Antonopoulou, K., & Begkos, C. (2020). Strategizing for digital innovations: Value propositions for transcending market boundaries. Technological Forecasting and Social Change, 156, 120042.

Arvidsson, V., & Mønsted, T. (2018). Generating innovation potential: How digital entrepreneurs conceal, sequence, anchor, and propagate new technology. the Journal of strategic information systems, 27(4), 369-383.

Nylén, D., & Holmström, J. (2015). Digital innovation strategy: A framework for diagnosing and improving digital product and service innovation. Business Horizons, 58(1), 57-67.


General literature to start with (for topics 1 to 9):

Kohli, R., & Melville, N. P. (2019). Digital innovation: A review and synthesis. Information Systems Journal, 29(1), 200-223.


The typical research method to be used for all topics except for topic 8 is a structured literature review (Webster and Watson, 2002), but in consultation with the supervisor it is also possible to deviate from this and work empirically, for example.

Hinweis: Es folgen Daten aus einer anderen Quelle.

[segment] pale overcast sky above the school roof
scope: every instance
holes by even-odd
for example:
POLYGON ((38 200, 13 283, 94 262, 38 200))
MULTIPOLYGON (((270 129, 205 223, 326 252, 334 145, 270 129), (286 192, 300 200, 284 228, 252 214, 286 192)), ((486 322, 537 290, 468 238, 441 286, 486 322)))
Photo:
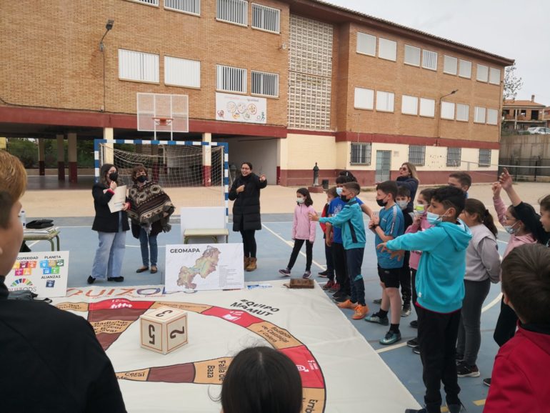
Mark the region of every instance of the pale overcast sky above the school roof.
POLYGON ((516 61, 516 99, 550 106, 549 0, 324 0, 516 61))

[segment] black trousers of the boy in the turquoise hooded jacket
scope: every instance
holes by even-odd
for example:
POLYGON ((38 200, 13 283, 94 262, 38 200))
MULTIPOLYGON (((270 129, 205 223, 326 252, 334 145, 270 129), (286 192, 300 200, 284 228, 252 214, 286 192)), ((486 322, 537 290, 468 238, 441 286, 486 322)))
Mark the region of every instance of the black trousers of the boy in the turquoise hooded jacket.
POLYGON ((419 315, 419 344, 422 379, 426 386, 424 402, 428 413, 441 412, 441 382, 447 404, 459 404, 459 379, 456 376, 455 346, 459 332, 460 310, 442 314, 416 307, 419 315))

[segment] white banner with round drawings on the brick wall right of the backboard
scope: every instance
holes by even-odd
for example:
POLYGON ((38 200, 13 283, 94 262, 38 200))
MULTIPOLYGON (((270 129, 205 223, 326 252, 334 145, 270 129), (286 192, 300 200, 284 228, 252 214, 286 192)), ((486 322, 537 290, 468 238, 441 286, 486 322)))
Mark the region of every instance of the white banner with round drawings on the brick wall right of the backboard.
POLYGON ((267 99, 216 93, 216 121, 266 124, 267 99))

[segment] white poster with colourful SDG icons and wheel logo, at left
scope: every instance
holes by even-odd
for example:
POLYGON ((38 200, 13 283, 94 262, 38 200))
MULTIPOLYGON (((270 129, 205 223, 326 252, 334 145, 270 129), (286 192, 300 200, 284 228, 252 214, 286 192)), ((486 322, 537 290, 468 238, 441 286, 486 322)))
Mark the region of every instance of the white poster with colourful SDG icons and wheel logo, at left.
POLYGON ((9 291, 29 290, 41 298, 65 297, 69 279, 69 252, 22 252, 6 275, 9 291))

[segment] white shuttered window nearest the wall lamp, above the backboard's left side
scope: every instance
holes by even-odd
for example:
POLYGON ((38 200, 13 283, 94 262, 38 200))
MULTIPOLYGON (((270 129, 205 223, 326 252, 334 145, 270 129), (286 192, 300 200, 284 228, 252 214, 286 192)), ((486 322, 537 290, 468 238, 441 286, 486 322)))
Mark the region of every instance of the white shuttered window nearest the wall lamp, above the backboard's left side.
POLYGON ((119 78, 159 83, 159 55, 119 49, 119 78))

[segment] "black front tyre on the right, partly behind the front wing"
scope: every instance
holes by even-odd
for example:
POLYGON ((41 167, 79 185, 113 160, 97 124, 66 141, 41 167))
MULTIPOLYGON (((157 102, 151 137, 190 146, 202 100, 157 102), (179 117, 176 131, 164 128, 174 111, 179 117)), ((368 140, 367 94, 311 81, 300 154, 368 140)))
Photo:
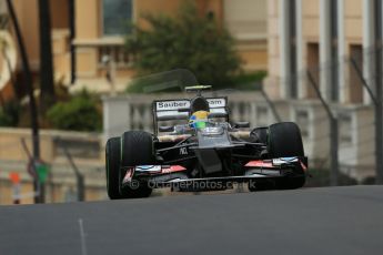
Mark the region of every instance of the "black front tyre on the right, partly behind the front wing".
MULTIPOLYGON (((304 156, 301 131, 293 122, 281 122, 269 126, 268 151, 271 157, 304 156)), ((294 173, 276 181, 280 190, 302 187, 305 175, 294 173)))

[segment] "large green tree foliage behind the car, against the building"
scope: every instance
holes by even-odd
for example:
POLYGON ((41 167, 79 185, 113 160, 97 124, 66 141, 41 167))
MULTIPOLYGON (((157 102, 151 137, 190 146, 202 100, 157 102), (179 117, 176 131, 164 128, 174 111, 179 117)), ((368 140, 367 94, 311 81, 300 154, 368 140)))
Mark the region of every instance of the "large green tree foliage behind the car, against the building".
POLYGON ((133 27, 127 50, 137 54, 140 74, 189 69, 200 83, 228 86, 239 70, 240 59, 233 39, 213 17, 201 17, 195 4, 180 6, 174 18, 143 14, 151 29, 133 27))

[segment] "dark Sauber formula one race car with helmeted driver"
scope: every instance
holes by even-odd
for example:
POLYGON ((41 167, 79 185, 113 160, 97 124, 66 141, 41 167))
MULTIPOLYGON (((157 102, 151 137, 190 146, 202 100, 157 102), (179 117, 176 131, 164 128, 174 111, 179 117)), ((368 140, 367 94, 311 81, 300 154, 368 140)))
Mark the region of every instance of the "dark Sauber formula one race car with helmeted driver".
POLYGON ((154 132, 127 131, 107 142, 107 186, 112 200, 147 197, 153 188, 211 191, 248 183, 250 191, 299 188, 305 183, 299 126, 282 122, 250 130, 231 123, 228 98, 154 101, 154 132), (183 124, 160 125, 172 120, 183 124))

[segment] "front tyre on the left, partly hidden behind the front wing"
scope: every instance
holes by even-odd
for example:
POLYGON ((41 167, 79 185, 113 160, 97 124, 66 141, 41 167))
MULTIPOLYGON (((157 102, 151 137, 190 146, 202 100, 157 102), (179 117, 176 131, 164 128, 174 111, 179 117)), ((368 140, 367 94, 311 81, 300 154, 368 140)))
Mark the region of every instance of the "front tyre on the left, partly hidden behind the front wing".
MULTIPOLYGON (((153 136, 143 131, 128 131, 121 136, 121 166, 155 164, 153 136)), ((140 182, 138 186, 124 187, 121 191, 124 198, 148 197, 152 188, 148 183, 140 182)))

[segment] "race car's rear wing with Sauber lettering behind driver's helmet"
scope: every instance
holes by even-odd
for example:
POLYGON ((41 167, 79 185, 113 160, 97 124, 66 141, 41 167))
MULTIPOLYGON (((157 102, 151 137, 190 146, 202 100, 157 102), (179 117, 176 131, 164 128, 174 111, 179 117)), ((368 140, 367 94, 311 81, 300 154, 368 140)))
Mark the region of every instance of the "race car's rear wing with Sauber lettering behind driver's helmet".
MULTIPOLYGON (((228 98, 206 98, 212 118, 224 118, 229 122, 228 98)), ((153 128, 158 133, 159 122, 189 120, 190 100, 158 100, 153 101, 153 128)))

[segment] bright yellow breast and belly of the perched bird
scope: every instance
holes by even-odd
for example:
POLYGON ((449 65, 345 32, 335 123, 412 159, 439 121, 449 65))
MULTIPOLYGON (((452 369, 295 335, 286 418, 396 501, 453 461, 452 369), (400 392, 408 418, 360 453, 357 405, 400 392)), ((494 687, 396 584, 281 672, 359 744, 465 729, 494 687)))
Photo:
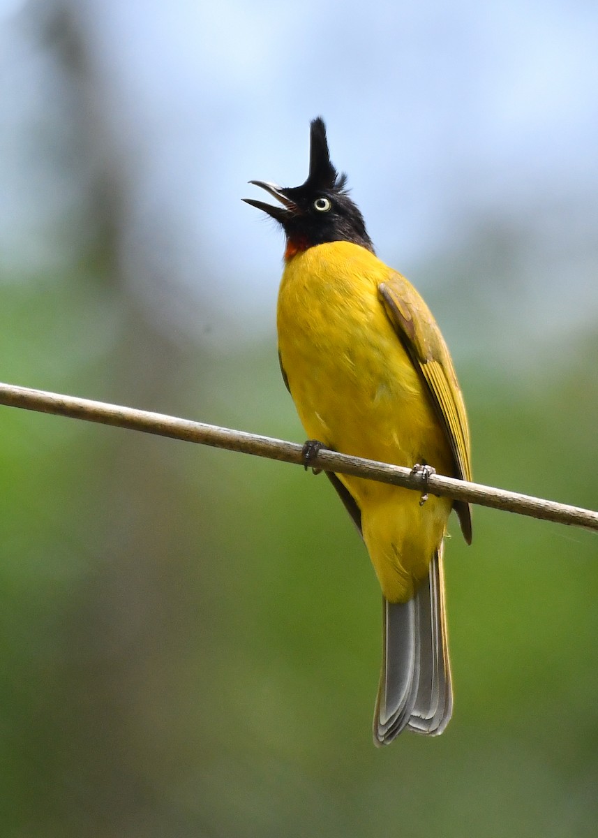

  • Dieses Seminar richtet sich an Studierende der Bachelor-Studiengänge IISM, Wirtschaftsinformatik und WiPäd/WI.
  • Das Seminar wird vorbehaltlich der geltenden Bestimmungen im Zuge von COVID-19 vom 02.- 06.07.2021 im Studienheim der Uni Marburg im Kleinwalsertal, Österreich stattfinden. Sollte eine Präsenzdurchführung nicht möglich sein, finden die Blocktage im gleichen Zeitraum digital statt.
  • Die zu erwartenden Kosten für Unterkunft und Verpflegung (Frühstück, 3-gängiges Abendessen sowie Möglichkeit eines Lunch-Pakets) belaufen sich auf ca. 175 EUR/Person. In diesem Preis enthalten sind die Nutzung der Gemeinschaftsräume und Sportanlagen sowie W-Lan Zugang.
  • Nicht im Preis inbegriffen sind Kosten für Getränke. Ebenso kommt die in Eigeninitiative zu organisierende An- und Abreise hinzu (per Bahn&Bus oder bilden von Fahrgemeinschaften).
  • Während der Seminartermine besteht Pflicht zur Anwesenheit und Mitarbeit. Die Seminarleistung besteht aus einer individuell anzufertigenden Seminararbeit (60% der Gesamtnote), einem Seminarvortrag (25%) sowie dem Verfassen von Reviews und der mündlichen Beteiligung bei der Diskussion der anderen Vorträge (15%). Das Seminar gilt nur dann als bestanden, wenn alle Bestandteile mindestens mit ausreichend (Note 4,0) bewertet wurden.
  • Das Seminar findet grundsätzlich auf deutscher Sprache statt, es besteht jedoch die Möglichkeit, die Seminararbeit zu Übungszwecken auf Englisch zu verfassen und/oder den Vortrag in englischer Sprache zu halten.
  • Hinweis: Bitte bewerben Sie sich bis 08.04.2021 per untenstehendem Online-Formular und geben dabei Ihre Themenpräferenzen an. Sie erhalten am 09.04.2021 die Mitteilung über die Zulassung zum Seminar.
  • Die zugelassenen Teilnehmer/innen werden vom Lehrstuhl im VC Kurs eingetragen.


Termine und Ablauf des Seminars

  • Bewerbungsdeadline bis 08.04.2021, end of day
  • Zusage/Absage über Teilnahme bis 09.04.2021
  • Einführung ins Thema und Themenvergabe: 14.04.2021, 18 - 20 Uhr (s.t.), Anwesenheitspflicht
  • Verbindliche Zusage per E-Mail und Nachweis der Überweisung der Kostenpauschale bis 16.04.2021, 12:00 Uhr. Sollte keine Zusage (und Überweisung) Ihrerseits bis zur genannten Frist eingehen, wird der Platz anderweitig vergeben.
  • Einführung in Wissenschaftliches Arbeiten: 21.04.2021, 14 -18 Uhr (s.t.), Raum tbd. Wenn ein entsprechender Nachweis (WAWI Modul abgeschlossen oder vorherige Seminarteilnahme) erbracht wird, ist die Teilnahme an diesem Termin optional, aber trotzdem empfohlen.
  • Halbzeitfeedback (Roundtable-Discussion und Präsentation des aktuellen Stands): 18.05.2021*, 14 - 18 Uhr (s.t.). Raum tbd. Anwesenheitspflicht.
  • Abgabe der finalen schriftlichen Arbeit: bis Freitag 11.06.2020, 12:00 Uhr. Die digitale Version per Upload im Virtuellen Campus (VC) und die Printversion inkl. unterschriebener eidesstattlicher Erklärung im Sekretariat des Lehrstuhls (WE5/01.029)
  • Vortragsschulung ("how to present"): 22.06.2021, 17 - 19 Uhr (s.t.), Raum tbd. Optional, aber empfohlen.
  • Blockseminar im Kleinwalsertal*: 02.- 06.07.2021, Anwesenheitspflicht.